Badfinger was one of the first signed by the Beatles when they decided to get in the record-company business. In fact, their debut single was recorded when they were still known as the Iveys, one of Apple’s first releases.

In case you don’t know, their breakthrough single “Come and Get It” was written by Paul McCartney. The Beatles didn’t abandon them after the Fabs split up. In fact, George Harrison even produced their biggest hit, “Day After Day.”

However, the singer and songwriter Pete Ham killed himself in 1975 and that’s when the band broke up. They reunited with a new lineup in the late ’70s for a couple more records, but disbanded again a few years later. Going back to when they are still in their peak, here’s the list of their top 10 songs.

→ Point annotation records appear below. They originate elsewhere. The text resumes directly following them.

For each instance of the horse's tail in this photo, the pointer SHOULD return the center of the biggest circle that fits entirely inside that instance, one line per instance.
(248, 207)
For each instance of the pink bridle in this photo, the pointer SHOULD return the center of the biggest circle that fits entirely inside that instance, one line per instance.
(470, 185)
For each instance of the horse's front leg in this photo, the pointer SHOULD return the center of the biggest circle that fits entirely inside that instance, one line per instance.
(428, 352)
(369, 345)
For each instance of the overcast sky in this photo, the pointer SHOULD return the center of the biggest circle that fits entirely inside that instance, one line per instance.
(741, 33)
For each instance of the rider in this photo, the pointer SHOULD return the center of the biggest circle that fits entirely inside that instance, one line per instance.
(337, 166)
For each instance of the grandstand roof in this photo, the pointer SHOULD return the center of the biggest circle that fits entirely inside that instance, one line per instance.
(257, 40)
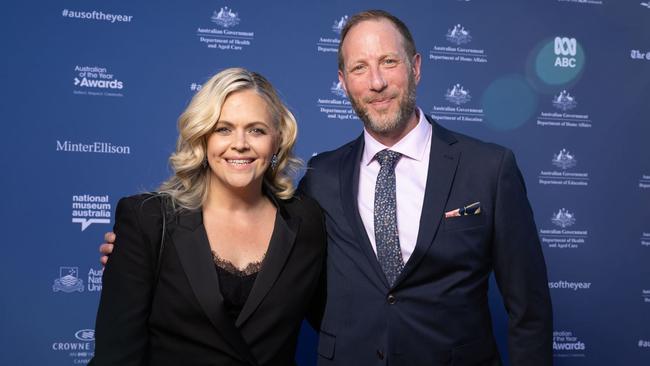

10. “Meanwhile Back at the Ranch / Should I Smoke”
Not too many people heard this because it was pulled out less than two months after its release because Badfinger’s managers and their label’s publishing firm were feuding. Too bad, because it is one of their strongest and album tracks.

9. “Love Is Gonna Come at Last”
From: Airwaves (1979)
Following Pete Ham’s death in 1975, Badfinger called it quits. Four years later, led by the group’s other singer and songwriter Tom Evans, they regrouped and released a new album which includes this song.

8. “Hold On”
From: Say No More (1981)
Evans, along with longtime member Joey Molland, tried one final time to lift the reunited Badfinger off the ground. “Hold On” managed to climb to No. 56, their best showing in almost a decade. But it didn’t last. The album stiffed, and Evans took his own life in 1983 at the age of 36.

7. “Maybe Tomorrow”
From: Maybe Tomorrow (1969)
This is a Beatlesque slice of British pop that managed to make it to No. 67 on the U.S. chart. A year later, the band returned with a new name.

6. “Apple of My Eye”
From: Ass (1973)
Badfinger’s last charting single to feature Ham is all about the group’s impending move to a new record label, which was offering them more money. Turns out they made the right decision: The bittersweet “Apple of My Eye” was the last single released by Apple that wasn’t by a former Beatle.

5. “Baby Blue”
From: Straight Up (1971)
The group and Apple’s relationship weren’t all that great at that time, but still managed to create some lovely songs like “Baby Blue” among all the chaos.

4. “Without You”
From: No Dice (1970)
We still think Nilsson’s version is the definitive one because he took it to No. 1 in 1971, but Badfinger’s more restrained original record a year earlier hits all the right emotional notes. A quiet gem.

3. “No Matter What”
From: No Dice (1970)
It is one of pop’s all-time mightiest hooks. From the terrific opening riff to the false ending, it’s pure pop heaven. But more than anything, “No Matter What” proved that Badfinger could write a great Beatles-like song without their mentors’ help.

2. “Day After Day”
From: Straight Up (1971)
Their biggest hit, “Day after Day,” was produced by George Harrison and features his distinctive guitar playing. Harrison was supposed to work on their third album, but then the Bangladesh flood happened and he turned the bulk of his attention to relief efforts via a benefit concert. With a deadline looming, Apple brought in Todd Rundgren to work behind the boards.

1. “Come and Get It”
From: Magic Christian Music (1970)
Probably the highlight of this record, and the main reason it even exists, is that Paul McCartney penned it and it reached no. 7 in the charts.